Le mardi 26 mars dernier, la directive européenne sur le droit d’auteur a donc été adoptée par le Parlement européen. Un vote après deux ans et demi d’intenses négociations entre les institutions européennes et les différents acteurs du marché numérique. Il faut rappeler que la dernière directive sur le sujet datait de 2001, soit la préhistoire dans le monde digital. En 2001, Facebook n’existait pas encore, pas plus que Twitter ou Instagram… Seule Google pouvait se targuer de trois années de présence sur le marché de l’Internet et le « Web 2.0 » n’en était qu’à ses balbutiements.

Or, c’est en partie pour répondre à l’exploitation des œuvres par ces géants du web et des réseaux sociaux que la directive a été votée. Son objectif est double : permettre aux créateurs, producteurs et éditeurs de percevoir un revenu alors que leurs œuvres sont disponibles sur les plateformes des géants du web sans leur autorisation (article 15) ; responsabiliser certaines de ces plateformes -qui se cachent derrière leur statut d’hébergeur- dans l’utilisation des contenus protégés mis en ligne par leurs utilisateurs (article 17). L’enjeu était donc à la fois financier et juridique. Financier parce que les géants du web captent quasi exclusivement la valeur de la publicité en ligne, contre des créateurs, éditeurs et producteurs qui souhaitent une « part du gâteau ». Juridique, dans la mesure où la majorité des contenus mis sur le web se faisaient sans l’accord des ayant droits, dans le cadre d’un régime de quasi-irresponsabilité des plateformes qui permettent ce partage de contenus protégés en ligne.
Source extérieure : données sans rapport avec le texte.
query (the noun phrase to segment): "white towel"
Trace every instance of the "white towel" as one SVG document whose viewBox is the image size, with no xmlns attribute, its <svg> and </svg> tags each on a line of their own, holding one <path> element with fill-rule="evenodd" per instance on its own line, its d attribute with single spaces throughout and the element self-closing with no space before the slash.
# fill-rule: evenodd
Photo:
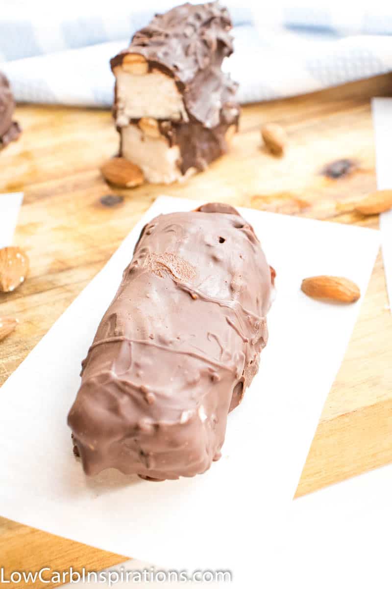
<svg viewBox="0 0 392 589">
<path fill-rule="evenodd" d="M 224 64 L 242 102 L 291 96 L 392 71 L 392 5 L 359 1 L 223 2 L 235 51 Z M 109 60 L 155 12 L 176 3 L 69 0 L 52 12 L 14 0 L 2 8 L 0 69 L 16 100 L 109 107 Z M 295 5 L 294 5 L 295 4 Z M 392 94 L 392 88 L 391 89 Z"/>
</svg>

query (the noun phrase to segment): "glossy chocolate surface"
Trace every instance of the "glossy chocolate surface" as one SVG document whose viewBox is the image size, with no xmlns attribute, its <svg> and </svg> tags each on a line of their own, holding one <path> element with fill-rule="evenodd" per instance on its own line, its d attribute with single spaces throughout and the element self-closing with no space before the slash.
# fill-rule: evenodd
<svg viewBox="0 0 392 589">
<path fill-rule="evenodd" d="M 175 479 L 219 459 L 267 343 L 273 276 L 229 205 L 145 226 L 68 416 L 87 474 Z"/>
</svg>

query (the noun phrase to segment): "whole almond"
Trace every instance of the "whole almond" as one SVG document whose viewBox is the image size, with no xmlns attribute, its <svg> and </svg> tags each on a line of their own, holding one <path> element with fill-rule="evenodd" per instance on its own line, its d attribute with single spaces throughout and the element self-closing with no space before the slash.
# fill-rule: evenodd
<svg viewBox="0 0 392 589">
<path fill-rule="evenodd" d="M 153 139 L 159 139 L 160 137 L 159 125 L 156 119 L 150 117 L 142 117 L 139 120 L 139 128 L 145 135 Z"/>
<path fill-rule="evenodd" d="M 313 299 L 354 303 L 361 292 L 354 282 L 340 276 L 311 276 L 302 281 L 301 290 Z"/>
<path fill-rule="evenodd" d="M 262 137 L 271 153 L 283 155 L 287 143 L 284 129 L 274 123 L 269 123 L 262 127 Z"/>
<path fill-rule="evenodd" d="M 0 342 L 13 332 L 18 325 L 18 320 L 13 317 L 0 317 Z"/>
<path fill-rule="evenodd" d="M 12 246 L 0 249 L 0 291 L 11 292 L 24 282 L 29 270 L 27 254 Z"/>
<path fill-rule="evenodd" d="M 123 157 L 113 157 L 100 168 L 106 180 L 121 188 L 134 188 L 144 182 L 143 172 L 135 164 Z"/>
<path fill-rule="evenodd" d="M 356 201 L 354 210 L 363 215 L 377 215 L 392 209 L 392 190 L 376 190 Z"/>
</svg>

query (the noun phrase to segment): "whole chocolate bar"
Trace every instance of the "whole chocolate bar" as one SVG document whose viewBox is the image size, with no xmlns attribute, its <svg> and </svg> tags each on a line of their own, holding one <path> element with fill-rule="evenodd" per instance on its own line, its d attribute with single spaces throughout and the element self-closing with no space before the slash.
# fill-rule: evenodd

A la différence des géants du web, une grande majorité des sociétés de veille média comme Kantar, ont signé des accords avec les ayant droits ou leur représentant, collecteurs de droits [1]. En France, le secteur s’est organisé au début des années 2000. L’Angleterre, l’Allemagne ou l’Irlande se sont engagés sur le même chemin depuis plus d’une décennie. D’autres marchés comme l’Espagne, l’Italie ou bien encore la Grèce ont réagi plus tardivement, mais offrent aujourd’hui un cadre et une sécurité juridique tant pour les sociétés de veille média que pour leurs clients. C’est pour cette raison que l’AMEC et la FIBEP, les deux grandes fédérations internationales travaillant à la défense des intérêts des sociétés de veille, ont été saluées dans l’analyse d’impact du projet de directive européenne réalisée par la Commission européenne du mois de septembre 2016.

Marché de niche évoluant dans le BtoB, bien éloigné de la réalité financière des géants du web, la veille média n’a jamais constitué une menace pour les titulaires de droits de propriété intellectuelle : sa croissance s’est même faite en bonne intelligence avec les ayant droits. Pour cette raison, comme l’a écrit Angela Mills Wade de l’European Publishers Council, la nouvelle directive « ne doit pas conduire les éditeurs ou leurs organismes de gestion à demander deux licences pour le même droit sur le même contenu ». La directive européenne ne saurait donc concerner les sociétés de veille média qui paient déjà des droits d’auteurs. A contrario, dans les marchés où il n’existe aucun environnement juridique de la veille média, la directive pourra apporter une sécurité juridique et promouvoir un marché équitable.

Néanmoins, il sera intéressant de voir comment, dans chaque pays européen et dans le cadre de cette directive, le principe d’une rémunération appropriée sera défini et appliqué. En effet, il existe entre les différents marchés nationaux de la veille média de réelles distorsions dans la valeur des droits payés. Certains pays n’offrent d’ailleurs aucune marge de manœuvre aux sociétés de veille et imposent de façon unilatérale des prix prohibitifs jusqu’à mettre en péril les activités de veille. Parfois des éditeurs n’hésitent pas à revoir à la hausse leurs droits dans un cadre commercial alors que, dans bien des secteurs, ces droits sont strictement régulés. D’autres pays au contraire, offrent des modèles de rémunérations équitables et pérennes.

Alors que nous vivons dans de le monde de l’infobésité, les activités de veille média sont plus que jamais nécessaires aux institutions et aux entreprises. Elles permettent de promouvoir cette information, de la comprendre et de l’analyser. Mieux, les sociétés de veille font un réel travail d’alerte auprès de leurs clients contre les fake news. En effet, dans le monde numérique, aucune société ni institution ne peut accéder à une information globale par elle-même. Seules les sociétés de veille média, grâce à des accords avec les ayant droits, peuvent répondre à ce besoin. Mais elles souhaitent le faire avec ce double impératif d’une rémunération et d’un marché équitables.